Let’s load a sample SPSS file and work with it. Download the file from here and save it in your data folder in your class GitHub repo.

These data are a random subset of the data used in this paper. This was a study looking at personality traits that distinguish C-level executives from lower-level managers among men and women.

The subset of data here consists of 200 cases, with variables indicating:

  1. The language of assessment (English, Dutch, or French)
  2. Gender
  3. C-level or not
  4. Extraversion level, as well as 4 facet traits (Leading, Communion, Persuasive, Motivating)

Let’s load in the data using the haven package.
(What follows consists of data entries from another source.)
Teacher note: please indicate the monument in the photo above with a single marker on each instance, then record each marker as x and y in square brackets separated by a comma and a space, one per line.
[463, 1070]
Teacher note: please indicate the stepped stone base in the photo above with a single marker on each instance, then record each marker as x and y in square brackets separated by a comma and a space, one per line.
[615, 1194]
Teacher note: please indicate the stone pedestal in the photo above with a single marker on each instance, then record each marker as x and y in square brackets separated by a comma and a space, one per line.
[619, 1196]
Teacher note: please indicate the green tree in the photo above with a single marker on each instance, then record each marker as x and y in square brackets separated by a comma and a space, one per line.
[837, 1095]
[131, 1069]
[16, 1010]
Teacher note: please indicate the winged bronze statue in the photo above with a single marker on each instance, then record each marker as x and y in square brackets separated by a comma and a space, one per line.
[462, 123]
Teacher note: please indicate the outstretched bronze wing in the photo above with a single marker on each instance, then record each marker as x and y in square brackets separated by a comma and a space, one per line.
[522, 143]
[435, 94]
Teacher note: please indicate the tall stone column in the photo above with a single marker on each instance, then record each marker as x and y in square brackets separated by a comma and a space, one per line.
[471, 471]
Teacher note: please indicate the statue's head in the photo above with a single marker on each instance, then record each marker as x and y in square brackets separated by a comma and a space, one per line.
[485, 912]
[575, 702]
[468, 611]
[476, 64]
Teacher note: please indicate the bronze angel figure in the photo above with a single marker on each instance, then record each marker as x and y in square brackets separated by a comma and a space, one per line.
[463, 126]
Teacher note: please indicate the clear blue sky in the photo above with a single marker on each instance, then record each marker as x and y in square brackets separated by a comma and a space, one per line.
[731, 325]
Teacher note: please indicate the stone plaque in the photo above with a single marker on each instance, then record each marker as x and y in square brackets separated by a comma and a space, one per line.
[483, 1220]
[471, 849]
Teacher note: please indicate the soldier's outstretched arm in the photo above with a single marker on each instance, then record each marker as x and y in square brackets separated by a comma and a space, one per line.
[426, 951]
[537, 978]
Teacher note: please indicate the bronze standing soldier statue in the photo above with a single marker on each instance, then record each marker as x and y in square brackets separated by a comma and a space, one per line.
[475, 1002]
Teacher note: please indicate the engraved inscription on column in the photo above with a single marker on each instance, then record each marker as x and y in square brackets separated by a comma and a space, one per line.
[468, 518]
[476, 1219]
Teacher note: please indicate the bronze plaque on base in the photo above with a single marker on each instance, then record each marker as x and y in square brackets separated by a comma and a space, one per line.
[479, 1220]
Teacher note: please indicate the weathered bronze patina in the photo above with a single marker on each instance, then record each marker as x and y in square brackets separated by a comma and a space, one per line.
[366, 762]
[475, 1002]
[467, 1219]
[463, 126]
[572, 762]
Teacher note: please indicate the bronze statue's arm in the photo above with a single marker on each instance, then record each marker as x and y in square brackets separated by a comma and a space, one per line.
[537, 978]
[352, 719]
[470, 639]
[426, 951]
(clevel <- haven::read_spss(
  here::here("participation", "data", "clevel.sav")
)
)

Notice that this tibble looks a little different for the language and gender variables than normal. It has labels for the numeric values. This format is what SPSS uses, but it’s not standard for R. Let’s convert those variables, and isClevel as well, to factors:

clevel_cleaned <-
  clevel |> 
  mutate(language = as_factor(language),
         gender = as_factor(gender),
         isClevel = factor(isClevel, 
                           levels = c(0, 1), 
                           labels = c("No", "Yes"))
  )
print(clevel_cleaned)

Notice how the variables are now factors with labels as the entries, instead of the original code numbers.